32  Homework: Calibration for Complex Summaries

Summary

This one is about interval estimation for estimation targets that are complex summaries of a population. We’ll focus on the summaries we discussed in our lecture on Multivariate Analysis and Covariate Shift. The lesson here is that calibration works exactly the same way it did when we were just estimating simpler summaries like means. Because of that, parts of this assignment will be very similar to things you did in the Week 2 and 3 Homeworks.1

I think working through some of those same problems in this more general context can help make these steps feel a bit more meaningful. For example, in Chapter 36 below, we’ll be checking that our interval estimates are properly calibrated when we use them on fake data. When you do this for a really simple summary, the process is almost too transparent. It doesn’t feel like you’re really making up a fake population, checking that it looks right, and seeing what happens when you’re sampling from it. You can see through the whole process from start to finish. In this more complex setting, you have to go step by step a bit more.

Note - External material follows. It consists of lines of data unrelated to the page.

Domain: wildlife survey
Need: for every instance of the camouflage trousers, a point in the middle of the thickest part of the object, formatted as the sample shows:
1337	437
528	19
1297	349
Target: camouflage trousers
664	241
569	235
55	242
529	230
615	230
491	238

Please don’t hesitate to reach out if you’re having trouble with any part of this. Learning new programming styles and new mathematical ideas at the same time can be a lot. And Google and ChatGPT may not be as helpful as you’d like. There’s a lot of content on the web about this programming style and these mathematical ideas, but there’s not much that talks about both at the same time.

We’ll use the tidyverse package.

library(tidyverse)

Setup

We’re going to work with the same California income data we used in our last homework.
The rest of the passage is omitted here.